There are a lot of machine learning toolkits available. Here I am explaining a simple program by using Apache OpenNLP. OpenNLP library is a machine learning based toolkit which is made for text processing. A lot of components are available in this toolkit. Here I am explaining a simple sentence detector and a tokenizer using OpenNLP.
Sentence Detector
Download the en-sent.bin from the Apache OpenNLP website and add this to the class path.
public void SentenceSplitter() { SentenceDetector sentenceDetector = null; InputStream modelIn = null; try { modelIn = getClass().getResourceAsStream("en-sent.bin"); final SentenceModel sentenceModel = new SentenceModel(modelIn); modelIn.close(); sentenceDetector = new SentenceDetectorME(sentenceModel); } catch (final IOException ioe) { ioe.printStackTrace(); } finally { if (modelIn != null) { try { modelIn.close(); } catch (final IOException e) {} } } String sentences[]=(sentenceDetector.sentDetect("I am Amal. I am engineer. I like travelling and driving")); for(int i=0; i<sentences.length;i++) { System.out.println(sentences[i]); } }
Instead of giving sentence inside the program, you can give it as an input file.
Tokenizer
Download the en-token.bin from the Apache OpenNLP website and add this to the class path.
public void Tokenizer() throws FileNotFoundException { //InputStream modelIn = new FileInputStream("en-token.bin"); InputStream modelIn=getClass().getResourceAsStream("en-token.bin"); try { TokenizerModel model = new TokenizerModel(modelIn); Tokenizer tokenizer = new TokenizerME(model); String tokens[] = tokenizer.tokenize("Sample tokenizer program using java"); for(int i=0; i<tokens.length;i++) { System.out.println(tokens[i]); } } catch (IOException e) { e.printStackTrace(); } finally { if (modelIn != null) { try { modelIn.close(); } catch (IOException e) { } } } }
hai…thanks for the good tutorial…I want to ask you how can we read the sentence from the text file?

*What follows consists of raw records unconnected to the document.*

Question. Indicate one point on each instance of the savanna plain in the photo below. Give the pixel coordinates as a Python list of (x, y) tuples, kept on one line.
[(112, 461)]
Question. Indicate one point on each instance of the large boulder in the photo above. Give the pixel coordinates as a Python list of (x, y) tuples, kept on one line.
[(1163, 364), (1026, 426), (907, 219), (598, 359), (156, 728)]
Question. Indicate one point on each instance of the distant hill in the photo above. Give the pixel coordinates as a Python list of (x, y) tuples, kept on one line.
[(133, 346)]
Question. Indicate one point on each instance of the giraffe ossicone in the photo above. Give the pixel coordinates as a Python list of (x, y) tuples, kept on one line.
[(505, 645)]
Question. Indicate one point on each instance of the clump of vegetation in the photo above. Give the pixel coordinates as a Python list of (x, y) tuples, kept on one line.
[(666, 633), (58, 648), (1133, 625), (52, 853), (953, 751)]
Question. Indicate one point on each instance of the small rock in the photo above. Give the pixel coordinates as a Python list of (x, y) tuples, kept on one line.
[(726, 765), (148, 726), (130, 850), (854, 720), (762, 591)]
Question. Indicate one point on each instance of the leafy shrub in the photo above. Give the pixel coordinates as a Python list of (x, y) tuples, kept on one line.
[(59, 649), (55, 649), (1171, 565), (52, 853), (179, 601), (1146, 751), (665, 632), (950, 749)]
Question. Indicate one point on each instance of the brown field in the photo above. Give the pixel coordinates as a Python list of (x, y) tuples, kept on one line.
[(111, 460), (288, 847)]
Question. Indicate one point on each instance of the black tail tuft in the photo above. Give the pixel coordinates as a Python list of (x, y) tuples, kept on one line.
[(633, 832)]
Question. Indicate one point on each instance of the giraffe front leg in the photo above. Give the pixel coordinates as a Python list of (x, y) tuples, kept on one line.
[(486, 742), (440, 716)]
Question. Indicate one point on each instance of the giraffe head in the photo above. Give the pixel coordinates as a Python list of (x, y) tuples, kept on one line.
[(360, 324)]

String sentences[]=(sentenceDetector.sentDetect(“I am Amal. I am engineer. I like travelling and driving”));
For example I don’t want to put the sentence manually like “I am Amal. I am engineer. I like travelling and driving” but I want my program read it from text file..I have tried but never work
This will help u.. 🙂
public class SenTest {
public static void main(String[] args) throws IOException {
InputStream modelIn = new FileInputStream("en-sent.bin");
FileInputStream fin=new FileInputStream("input.txt");
DataInputStream in = new DataInputStream(fin);
BufferedReader br = new BufferedReader(new InputStreamReader(in));
String strLine=br.readLine();
System.out.println(strLine);
try {
SentenceModel model = new SentenceModel(modelIn);
SentenceDetectorME sentenceDetector = new SentenceDetectorME(model);
String sentences[] = sentenceDetector.sentDetect(strLine);
FileOutputStream fout=new FileOutputStream("output.txt");
System.out.println(sentences.length);
for(int i=0;i<sentences.length;i++){
System.out.println(sentences[i]);
fout.write((sentences[i]+"\n").getBytes());
}
fout.close();
}
catch (IOException e) {
e.printStackTrace();
}
finally {
if (modelIn != null) {
try {
modelIn.close();
}
catch (IOException e) {
}
}
fin.close();
}
}
}
Hai boss .i got one error in name finder program .here i post that error code ..will u pls guide me what i need to do ?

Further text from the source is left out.